Understanding trans people's ageing experiences using quantitative methods can often involve attempting to impose crisp parameters around concepts that are, by their nature, fuzzy, complex and evolving. Callahan (2021) highlights how terminology used to describe trans people has evolved from earlier terms that reflected clothing and appearance to those that reflect more holistic understandings of gender diversity.

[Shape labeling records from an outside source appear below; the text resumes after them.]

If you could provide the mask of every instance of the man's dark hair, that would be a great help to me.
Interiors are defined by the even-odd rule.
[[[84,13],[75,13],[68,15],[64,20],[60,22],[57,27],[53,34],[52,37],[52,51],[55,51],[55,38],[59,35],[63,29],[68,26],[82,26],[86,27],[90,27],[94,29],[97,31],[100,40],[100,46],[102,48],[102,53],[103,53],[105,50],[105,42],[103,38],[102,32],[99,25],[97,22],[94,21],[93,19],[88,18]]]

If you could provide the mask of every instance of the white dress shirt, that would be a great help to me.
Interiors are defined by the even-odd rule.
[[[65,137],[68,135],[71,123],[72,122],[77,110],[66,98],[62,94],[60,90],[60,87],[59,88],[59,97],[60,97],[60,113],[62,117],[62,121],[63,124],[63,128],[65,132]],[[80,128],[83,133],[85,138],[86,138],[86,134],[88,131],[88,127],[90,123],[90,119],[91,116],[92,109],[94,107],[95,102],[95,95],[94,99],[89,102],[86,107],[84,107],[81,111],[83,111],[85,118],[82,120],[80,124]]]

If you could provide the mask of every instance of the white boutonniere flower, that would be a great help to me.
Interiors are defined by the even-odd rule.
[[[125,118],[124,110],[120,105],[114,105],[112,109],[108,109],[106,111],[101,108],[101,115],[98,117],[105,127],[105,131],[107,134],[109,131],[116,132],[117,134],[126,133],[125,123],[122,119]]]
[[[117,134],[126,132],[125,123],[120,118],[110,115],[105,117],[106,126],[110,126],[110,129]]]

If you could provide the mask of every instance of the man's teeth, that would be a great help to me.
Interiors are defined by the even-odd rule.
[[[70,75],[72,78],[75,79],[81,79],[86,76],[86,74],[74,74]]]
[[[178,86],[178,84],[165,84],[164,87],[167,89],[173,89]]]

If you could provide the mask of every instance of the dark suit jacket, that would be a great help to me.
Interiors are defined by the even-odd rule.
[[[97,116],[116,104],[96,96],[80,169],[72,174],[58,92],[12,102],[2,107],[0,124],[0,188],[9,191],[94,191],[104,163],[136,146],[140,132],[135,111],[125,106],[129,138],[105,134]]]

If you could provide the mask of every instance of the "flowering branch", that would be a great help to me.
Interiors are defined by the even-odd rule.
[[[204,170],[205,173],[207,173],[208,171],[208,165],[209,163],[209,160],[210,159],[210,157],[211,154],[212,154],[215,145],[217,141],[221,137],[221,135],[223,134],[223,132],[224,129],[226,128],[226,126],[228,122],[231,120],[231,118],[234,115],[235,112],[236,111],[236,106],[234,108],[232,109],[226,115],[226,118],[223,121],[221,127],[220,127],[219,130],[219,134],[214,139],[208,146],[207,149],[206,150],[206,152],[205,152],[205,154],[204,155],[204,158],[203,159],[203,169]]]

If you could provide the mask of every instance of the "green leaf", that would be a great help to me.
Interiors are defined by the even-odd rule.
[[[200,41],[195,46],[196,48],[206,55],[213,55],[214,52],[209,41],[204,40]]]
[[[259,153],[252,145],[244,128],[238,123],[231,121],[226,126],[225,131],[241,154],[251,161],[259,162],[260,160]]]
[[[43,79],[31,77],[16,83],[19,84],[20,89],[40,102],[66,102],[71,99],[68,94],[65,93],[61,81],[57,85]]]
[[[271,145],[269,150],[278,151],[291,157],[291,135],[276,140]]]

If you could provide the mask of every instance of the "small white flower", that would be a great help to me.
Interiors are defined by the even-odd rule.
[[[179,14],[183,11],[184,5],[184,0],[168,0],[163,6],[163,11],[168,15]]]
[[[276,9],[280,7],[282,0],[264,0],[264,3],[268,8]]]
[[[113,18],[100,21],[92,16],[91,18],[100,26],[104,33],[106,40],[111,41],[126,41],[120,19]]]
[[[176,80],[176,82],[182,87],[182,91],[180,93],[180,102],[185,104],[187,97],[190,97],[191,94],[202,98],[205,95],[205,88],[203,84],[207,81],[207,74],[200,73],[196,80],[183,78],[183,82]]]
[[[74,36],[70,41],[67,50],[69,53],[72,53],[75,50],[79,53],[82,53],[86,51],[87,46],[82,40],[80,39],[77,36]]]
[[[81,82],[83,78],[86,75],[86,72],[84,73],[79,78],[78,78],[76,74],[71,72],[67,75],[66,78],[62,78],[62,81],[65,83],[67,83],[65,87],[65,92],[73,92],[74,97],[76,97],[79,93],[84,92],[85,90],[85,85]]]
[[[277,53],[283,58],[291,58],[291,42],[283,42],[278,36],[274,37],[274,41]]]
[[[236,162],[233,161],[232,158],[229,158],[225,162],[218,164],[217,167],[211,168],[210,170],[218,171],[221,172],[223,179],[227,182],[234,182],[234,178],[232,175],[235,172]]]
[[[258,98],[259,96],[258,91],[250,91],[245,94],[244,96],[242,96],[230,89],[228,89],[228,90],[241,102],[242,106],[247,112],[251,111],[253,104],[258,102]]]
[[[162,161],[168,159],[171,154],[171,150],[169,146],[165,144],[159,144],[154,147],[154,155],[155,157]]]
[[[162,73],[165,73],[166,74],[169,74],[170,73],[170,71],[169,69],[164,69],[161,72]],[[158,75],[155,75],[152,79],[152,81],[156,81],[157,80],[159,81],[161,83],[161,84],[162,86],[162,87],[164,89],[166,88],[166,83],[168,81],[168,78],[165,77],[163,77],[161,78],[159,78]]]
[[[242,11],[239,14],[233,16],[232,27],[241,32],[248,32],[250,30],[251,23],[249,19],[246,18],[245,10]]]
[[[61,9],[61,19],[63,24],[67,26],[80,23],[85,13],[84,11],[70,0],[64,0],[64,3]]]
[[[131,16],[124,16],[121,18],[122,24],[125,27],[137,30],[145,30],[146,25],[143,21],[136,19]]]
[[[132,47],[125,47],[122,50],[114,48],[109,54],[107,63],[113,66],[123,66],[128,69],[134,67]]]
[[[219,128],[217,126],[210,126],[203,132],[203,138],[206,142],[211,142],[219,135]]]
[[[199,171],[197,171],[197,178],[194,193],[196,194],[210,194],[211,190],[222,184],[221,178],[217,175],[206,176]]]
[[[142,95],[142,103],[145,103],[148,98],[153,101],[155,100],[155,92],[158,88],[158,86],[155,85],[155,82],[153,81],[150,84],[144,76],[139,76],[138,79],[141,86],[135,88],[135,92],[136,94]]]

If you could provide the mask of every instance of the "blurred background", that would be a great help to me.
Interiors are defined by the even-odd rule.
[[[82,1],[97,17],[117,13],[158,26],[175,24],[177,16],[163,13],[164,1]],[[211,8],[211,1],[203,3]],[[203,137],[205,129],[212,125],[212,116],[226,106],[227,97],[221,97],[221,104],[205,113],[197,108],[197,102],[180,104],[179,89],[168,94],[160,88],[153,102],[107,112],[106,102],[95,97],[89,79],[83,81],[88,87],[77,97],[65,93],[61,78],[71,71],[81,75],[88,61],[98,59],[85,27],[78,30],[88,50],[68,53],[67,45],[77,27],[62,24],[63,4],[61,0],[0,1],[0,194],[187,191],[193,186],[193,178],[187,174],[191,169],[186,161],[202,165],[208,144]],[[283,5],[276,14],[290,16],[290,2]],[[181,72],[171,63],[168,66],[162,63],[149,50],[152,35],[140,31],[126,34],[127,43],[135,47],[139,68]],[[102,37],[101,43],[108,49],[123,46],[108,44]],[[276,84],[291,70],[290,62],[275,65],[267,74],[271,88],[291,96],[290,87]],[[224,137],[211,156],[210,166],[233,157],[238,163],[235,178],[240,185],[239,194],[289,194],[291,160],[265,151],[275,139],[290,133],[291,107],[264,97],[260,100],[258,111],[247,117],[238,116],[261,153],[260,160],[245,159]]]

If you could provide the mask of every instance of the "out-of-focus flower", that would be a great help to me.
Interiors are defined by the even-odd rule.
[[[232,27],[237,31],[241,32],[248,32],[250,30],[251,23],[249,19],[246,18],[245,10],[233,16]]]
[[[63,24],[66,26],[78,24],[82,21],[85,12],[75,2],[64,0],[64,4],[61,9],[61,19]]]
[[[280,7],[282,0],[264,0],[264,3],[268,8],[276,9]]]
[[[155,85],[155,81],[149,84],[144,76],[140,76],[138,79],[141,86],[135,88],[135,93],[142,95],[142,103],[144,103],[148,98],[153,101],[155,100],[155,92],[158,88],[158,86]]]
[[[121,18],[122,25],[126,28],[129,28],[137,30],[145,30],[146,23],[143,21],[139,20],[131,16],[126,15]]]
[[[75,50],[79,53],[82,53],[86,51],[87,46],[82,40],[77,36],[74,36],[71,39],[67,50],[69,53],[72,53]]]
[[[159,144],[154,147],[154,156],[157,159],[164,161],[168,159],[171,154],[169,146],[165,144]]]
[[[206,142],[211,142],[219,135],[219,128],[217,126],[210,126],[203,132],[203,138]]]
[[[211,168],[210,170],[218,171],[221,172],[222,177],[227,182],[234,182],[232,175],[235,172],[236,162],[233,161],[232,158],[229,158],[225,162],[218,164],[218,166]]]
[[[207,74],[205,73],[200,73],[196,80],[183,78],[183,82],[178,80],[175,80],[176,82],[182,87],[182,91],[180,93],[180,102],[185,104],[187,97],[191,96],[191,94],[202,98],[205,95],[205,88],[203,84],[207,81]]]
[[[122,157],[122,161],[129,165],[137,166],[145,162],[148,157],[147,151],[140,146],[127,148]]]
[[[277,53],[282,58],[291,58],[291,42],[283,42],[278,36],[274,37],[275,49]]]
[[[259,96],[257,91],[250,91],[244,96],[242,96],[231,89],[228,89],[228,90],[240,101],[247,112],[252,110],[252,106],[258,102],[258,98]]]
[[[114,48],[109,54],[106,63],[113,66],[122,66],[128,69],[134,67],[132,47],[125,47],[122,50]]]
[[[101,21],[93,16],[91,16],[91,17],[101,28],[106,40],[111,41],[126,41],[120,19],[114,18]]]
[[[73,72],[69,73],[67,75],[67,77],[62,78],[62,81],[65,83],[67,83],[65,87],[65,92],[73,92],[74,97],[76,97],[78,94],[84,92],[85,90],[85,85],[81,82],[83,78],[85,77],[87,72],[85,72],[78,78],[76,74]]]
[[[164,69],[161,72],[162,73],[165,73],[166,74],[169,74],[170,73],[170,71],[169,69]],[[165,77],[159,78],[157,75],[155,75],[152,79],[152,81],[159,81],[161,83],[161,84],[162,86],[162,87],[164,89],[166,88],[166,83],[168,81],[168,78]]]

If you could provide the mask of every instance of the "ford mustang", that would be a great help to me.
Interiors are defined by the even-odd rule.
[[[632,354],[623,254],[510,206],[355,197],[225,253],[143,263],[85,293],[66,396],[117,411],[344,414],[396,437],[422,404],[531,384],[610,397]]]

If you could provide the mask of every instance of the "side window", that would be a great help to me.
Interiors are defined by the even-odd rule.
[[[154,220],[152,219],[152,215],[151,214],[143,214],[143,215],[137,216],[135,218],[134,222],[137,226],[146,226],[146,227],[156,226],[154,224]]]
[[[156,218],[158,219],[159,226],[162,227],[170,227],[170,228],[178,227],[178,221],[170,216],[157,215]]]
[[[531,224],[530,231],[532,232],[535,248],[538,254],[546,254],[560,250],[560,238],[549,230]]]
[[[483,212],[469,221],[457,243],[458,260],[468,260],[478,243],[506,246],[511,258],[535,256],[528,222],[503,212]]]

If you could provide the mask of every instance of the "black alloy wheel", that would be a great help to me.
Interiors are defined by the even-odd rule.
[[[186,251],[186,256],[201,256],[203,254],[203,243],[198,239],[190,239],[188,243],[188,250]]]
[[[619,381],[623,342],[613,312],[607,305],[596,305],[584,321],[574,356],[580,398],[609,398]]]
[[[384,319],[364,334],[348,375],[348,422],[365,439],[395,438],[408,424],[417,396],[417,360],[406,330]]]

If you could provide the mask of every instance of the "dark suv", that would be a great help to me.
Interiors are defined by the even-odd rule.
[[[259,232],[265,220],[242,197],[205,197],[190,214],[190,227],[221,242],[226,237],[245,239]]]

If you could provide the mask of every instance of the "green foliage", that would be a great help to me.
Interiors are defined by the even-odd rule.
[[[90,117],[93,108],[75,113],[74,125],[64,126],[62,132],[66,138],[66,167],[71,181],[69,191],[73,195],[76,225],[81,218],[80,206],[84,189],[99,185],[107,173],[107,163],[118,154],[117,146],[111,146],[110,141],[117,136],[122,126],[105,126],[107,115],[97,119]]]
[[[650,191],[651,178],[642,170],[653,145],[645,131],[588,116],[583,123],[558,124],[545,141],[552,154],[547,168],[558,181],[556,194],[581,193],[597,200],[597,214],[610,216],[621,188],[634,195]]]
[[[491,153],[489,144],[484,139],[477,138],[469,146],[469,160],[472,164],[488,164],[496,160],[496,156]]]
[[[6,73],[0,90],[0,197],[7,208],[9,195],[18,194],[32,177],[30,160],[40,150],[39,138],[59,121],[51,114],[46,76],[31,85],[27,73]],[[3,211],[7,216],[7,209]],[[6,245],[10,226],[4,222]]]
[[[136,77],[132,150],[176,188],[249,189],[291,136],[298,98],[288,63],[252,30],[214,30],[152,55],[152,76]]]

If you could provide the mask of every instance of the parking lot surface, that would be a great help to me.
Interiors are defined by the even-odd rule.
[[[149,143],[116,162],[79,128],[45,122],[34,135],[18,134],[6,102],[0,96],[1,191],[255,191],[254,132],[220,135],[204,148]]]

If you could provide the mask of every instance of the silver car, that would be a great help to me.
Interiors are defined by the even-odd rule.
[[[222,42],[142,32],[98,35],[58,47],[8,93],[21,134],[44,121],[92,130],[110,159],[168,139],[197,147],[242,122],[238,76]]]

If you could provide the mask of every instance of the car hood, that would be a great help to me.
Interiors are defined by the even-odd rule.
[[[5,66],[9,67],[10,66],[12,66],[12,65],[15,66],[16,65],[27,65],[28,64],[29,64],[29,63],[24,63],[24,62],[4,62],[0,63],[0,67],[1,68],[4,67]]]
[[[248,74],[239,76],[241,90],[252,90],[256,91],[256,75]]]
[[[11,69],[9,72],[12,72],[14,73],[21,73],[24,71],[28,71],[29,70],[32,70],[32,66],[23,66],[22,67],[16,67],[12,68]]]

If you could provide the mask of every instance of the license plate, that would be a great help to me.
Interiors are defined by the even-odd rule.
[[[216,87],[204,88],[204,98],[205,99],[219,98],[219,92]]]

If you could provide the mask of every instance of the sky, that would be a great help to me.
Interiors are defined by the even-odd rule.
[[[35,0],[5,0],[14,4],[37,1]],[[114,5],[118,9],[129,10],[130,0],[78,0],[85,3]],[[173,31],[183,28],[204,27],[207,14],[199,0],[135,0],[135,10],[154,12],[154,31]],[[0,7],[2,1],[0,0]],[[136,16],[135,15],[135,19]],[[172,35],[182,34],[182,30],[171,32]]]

Our own search for literature in this area drew on Stonewall's (2023) (non- exhaustive) list of 17 terms associated with trans identities, from those with more clinical origins such as transsexual to more encompassing terms such as non- binary (Stonewall, 2023). A second fuzzy concept relates to older people and ageing. Defining people as ‘older people’ on the basis of their chronological age is conceptually fraught. Population ageing and increases in longevity mean that we now apply the label of ‘older person’ to 60- year- olds, for example, who may remain in this category for two or three decades, and in doing so we implicitly – and erroneously – assume and ascribe commonalities to this period of life afterwards (Kydd et al, 2018). Evidence from longitudinal studies such as the English Longitudinal Study of Ageing (ELSA), can help to challenge such assumptions, and these studies typically start to monitor expectations and preparations for older age and experiences of ageing among those aged 50 and over (Steptoe et al, 2013).